E isso conduz-nos a um ponto crucial sobre as obsessões. Uma vez identificada uma, anote todas as imagens e associações que surgirem, por mais desconexas ou estranhas que lhe possam parecer à primeira vista.
Se é cativado pela aerodinâmica das gaivotas, mas as suas personagens não vivem junto ao mar, não se preocupe. Continue a escrever a partir do que é, por definição, o seu material pessoal (afinal, é a sua mente que o conduz). E, surpreendentemente, ao fazê-lo de coração aberto, a sua história acabará, muitas vezes, por ganhar sentido. Se não for logicamente, então emocionalmente. Se, de repente, uma imagem do filme The Godfather surgir quando visualiza gaivotas a brincar com o vento, siga essa ideia. Veja aonde o leva. Obsessão, obsessão, obsessão. E atenção redobrada. Não deixe escapar nenhuma associação preciosa.
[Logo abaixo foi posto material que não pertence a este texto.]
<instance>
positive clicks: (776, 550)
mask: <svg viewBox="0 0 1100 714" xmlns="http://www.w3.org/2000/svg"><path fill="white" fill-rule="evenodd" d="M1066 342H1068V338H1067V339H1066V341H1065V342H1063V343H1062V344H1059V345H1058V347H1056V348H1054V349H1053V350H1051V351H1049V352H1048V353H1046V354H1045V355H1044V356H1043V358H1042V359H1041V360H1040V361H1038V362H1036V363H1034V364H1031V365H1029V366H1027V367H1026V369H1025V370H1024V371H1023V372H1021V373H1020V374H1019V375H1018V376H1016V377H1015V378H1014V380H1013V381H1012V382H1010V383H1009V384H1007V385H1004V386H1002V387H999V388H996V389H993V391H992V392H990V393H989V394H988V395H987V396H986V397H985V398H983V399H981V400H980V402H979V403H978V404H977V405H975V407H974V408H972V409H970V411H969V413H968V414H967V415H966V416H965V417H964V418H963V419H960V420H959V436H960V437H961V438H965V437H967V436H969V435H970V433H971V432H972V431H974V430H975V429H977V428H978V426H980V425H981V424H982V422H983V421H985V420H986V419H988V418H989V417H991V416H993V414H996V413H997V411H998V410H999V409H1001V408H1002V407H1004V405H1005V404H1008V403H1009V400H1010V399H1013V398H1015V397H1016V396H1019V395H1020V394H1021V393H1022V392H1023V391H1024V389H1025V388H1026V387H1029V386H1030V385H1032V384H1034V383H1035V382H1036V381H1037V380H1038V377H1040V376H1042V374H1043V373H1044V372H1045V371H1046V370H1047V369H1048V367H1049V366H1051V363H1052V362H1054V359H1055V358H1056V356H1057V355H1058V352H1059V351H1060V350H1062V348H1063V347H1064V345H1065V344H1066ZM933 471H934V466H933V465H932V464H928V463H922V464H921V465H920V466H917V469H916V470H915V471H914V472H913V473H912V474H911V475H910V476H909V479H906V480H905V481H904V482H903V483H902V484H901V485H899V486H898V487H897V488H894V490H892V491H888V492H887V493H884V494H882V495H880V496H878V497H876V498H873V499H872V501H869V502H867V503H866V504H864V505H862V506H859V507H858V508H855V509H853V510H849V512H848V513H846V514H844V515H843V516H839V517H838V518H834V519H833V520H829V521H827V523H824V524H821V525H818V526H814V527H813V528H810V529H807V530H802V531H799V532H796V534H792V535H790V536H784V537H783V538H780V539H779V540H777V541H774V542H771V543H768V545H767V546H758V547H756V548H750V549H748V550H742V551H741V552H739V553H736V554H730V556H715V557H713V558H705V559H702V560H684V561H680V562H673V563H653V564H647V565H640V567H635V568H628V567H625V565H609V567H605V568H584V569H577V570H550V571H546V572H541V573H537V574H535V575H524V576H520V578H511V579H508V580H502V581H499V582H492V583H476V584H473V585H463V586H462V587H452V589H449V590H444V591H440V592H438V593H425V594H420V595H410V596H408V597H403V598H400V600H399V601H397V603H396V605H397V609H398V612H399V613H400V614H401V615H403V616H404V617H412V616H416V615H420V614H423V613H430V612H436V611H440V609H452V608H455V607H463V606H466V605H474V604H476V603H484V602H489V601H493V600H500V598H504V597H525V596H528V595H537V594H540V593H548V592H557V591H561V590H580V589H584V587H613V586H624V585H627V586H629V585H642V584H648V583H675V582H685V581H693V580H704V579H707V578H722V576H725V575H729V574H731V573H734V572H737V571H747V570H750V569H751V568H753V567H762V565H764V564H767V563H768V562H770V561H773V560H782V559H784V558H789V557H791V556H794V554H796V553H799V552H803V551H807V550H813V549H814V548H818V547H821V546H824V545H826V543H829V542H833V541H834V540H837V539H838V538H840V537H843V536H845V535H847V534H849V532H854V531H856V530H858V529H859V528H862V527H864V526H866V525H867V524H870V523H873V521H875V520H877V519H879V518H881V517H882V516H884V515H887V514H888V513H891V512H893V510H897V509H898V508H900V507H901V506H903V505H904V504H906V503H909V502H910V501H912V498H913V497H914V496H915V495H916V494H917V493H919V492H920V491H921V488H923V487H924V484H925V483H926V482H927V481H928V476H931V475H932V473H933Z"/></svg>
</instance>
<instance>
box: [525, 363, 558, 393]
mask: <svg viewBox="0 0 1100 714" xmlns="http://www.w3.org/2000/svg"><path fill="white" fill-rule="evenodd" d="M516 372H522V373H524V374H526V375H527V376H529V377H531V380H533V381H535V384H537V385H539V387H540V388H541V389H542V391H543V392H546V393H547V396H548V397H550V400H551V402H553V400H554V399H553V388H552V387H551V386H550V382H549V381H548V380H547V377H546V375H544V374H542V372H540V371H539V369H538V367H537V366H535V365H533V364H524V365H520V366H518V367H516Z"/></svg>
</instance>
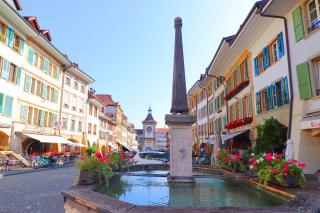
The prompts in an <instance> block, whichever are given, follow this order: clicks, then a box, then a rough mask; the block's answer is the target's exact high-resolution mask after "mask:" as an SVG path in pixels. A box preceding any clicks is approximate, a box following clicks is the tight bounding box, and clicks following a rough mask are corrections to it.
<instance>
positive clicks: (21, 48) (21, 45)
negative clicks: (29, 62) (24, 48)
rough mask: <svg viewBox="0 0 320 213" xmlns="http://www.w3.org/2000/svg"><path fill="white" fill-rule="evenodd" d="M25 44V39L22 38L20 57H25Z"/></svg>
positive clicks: (20, 45) (20, 41)
mask: <svg viewBox="0 0 320 213" xmlns="http://www.w3.org/2000/svg"><path fill="white" fill-rule="evenodd" d="M24 43H25V41H24V39H23V38H21V40H20V55H21V56H23V52H24Z"/></svg>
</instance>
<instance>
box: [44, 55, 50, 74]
mask: <svg viewBox="0 0 320 213" xmlns="http://www.w3.org/2000/svg"><path fill="white" fill-rule="evenodd" d="M43 68H44V72H45V73H46V74H47V75H48V74H49V60H48V58H47V57H44V61H43Z"/></svg>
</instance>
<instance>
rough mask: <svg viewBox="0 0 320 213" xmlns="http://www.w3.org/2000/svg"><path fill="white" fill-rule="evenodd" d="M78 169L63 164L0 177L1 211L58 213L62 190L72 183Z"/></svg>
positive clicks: (64, 188)
mask: <svg viewBox="0 0 320 213" xmlns="http://www.w3.org/2000/svg"><path fill="white" fill-rule="evenodd" d="M76 175H77V169H76V168H75V167H66V168H59V169H52V170H44V171H37V172H32V173H26V174H20V175H14V176H6V177H2V178H0V212H1V213H20V212H23V213H28V212H32V213H38V212H39V213H42V212H45V213H51V212H52V213H60V212H64V209H63V196H61V194H60V193H61V191H63V190H65V189H67V188H69V187H70V186H72V185H73V184H74V180H75V177H76Z"/></svg>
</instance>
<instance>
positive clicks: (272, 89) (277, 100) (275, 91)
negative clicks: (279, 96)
mask: <svg viewBox="0 0 320 213" xmlns="http://www.w3.org/2000/svg"><path fill="white" fill-rule="evenodd" d="M272 92H273V104H274V108H278V97H277V86H276V84H275V83H274V84H273V85H272Z"/></svg>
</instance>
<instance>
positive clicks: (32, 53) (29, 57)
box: [27, 46, 34, 64]
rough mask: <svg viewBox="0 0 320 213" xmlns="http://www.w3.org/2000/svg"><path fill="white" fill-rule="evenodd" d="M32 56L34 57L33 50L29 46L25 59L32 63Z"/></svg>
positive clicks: (28, 61)
mask: <svg viewBox="0 0 320 213" xmlns="http://www.w3.org/2000/svg"><path fill="white" fill-rule="evenodd" d="M33 57H34V51H33V49H32V47H30V46H29V49H28V59H27V61H28V62H29V63H30V64H33Z"/></svg>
Quando se foca nas suas obsessões e se permite ligar-lhes elementos improváveis, coisas maravilhosas podem acontecer. Eis um exemplo, demonstrado no aclamado livro de não-ficção da Dra. Mona Hanna-Attisha, What the Eyes Don’t See: A Story of Crisis, Resistance, and Hope, sobre a descoberta de chumbo na água potável de Flint, no Michigan, e o seu impacto nas crianças.
Dizer que Hanna-Attisha estava obcecada com a história da água contaminada é um eufemismo. No entanto, quando se sentou para escrever sobre a catástrofe, não conseguia afastar outros pensamentos: a sua família alargada, a sua história enquanto filha de imigrantes iraquianos, o país por vezes hostil onde os pais tinham vindo parar, e a sua própria vida pessoal. E decidiu incluir tudo isso no texto.
Ao fazê-lo, não diluiu o poder do livro — tornou-o mais forte e absolutamente único. Curiosamente, outro livro sobre a crise de Flint foi publicado na mesma altura, mas com um tratamento factual mais linear.
Esta estratégia dupla — focar-se nas obsessões e acolher os lugares estranhos a que o podem conduzir — é um aspecto essencial da boa escrita. Chamamos a estas derivações do tema obsessivo nonconforming oddities.
O que é uma nonconforming oddity? Qualquer fio inesperado que, à partida, possa parecer irrelevante, mas que, ao desenvolver (e rever) o seu texto, se revela extraordinariamente importante — até essencial.
Uma nonconforming oddity é aquela imagem ou secção que, num workshop de escrita tradicional, lhe diriam para “cortar”, em nome de uma suposta coerência formal. Mas encorajamo-lo a reconhecer esses momentos como possível ouro entre a palha — e, depois, a verificar se, na versão final, o texto os absorve.
“Absorver” é um termo que usamos muito no ensino da escrita. Perguntamos: a nonconforming oddity contribuiu para a riqueza do mundo retratado? Avançou a narrativa? Criou atmosfera ou ritmo que sublinhou — ou contrastou com — as preocupações temáticas? Aprofundou o impacto emocional? Se sim, então foi absorvida.
E, se não for absorvida, e sentir que o texto fica melhor sem ela, simplesmente remova-a. Afinal, pode sempre cortar algo mais tarde, se não estiver a funcionar como esperava. São apenas palavras — por mais chocante que possa parecer ouvir isto de professores de escrita. E as palavras podem ser apagadas, editadas, substituídas e transformadas. O que estamos a dizer é: o risco de seguir a sua intuição é muito pequeno. Vá em frente, faça essas ligações ilógicas entre as suas obsessões e os pensamentos, sentimentos e imagens estranhas que surgirem durante a escrita.
Tenha em mente que, embora os riscos sejam pequenos, os ganhos podem ser absolutamente espectaculares. Experimente — e veja. Literalmente, não tem nada a perder.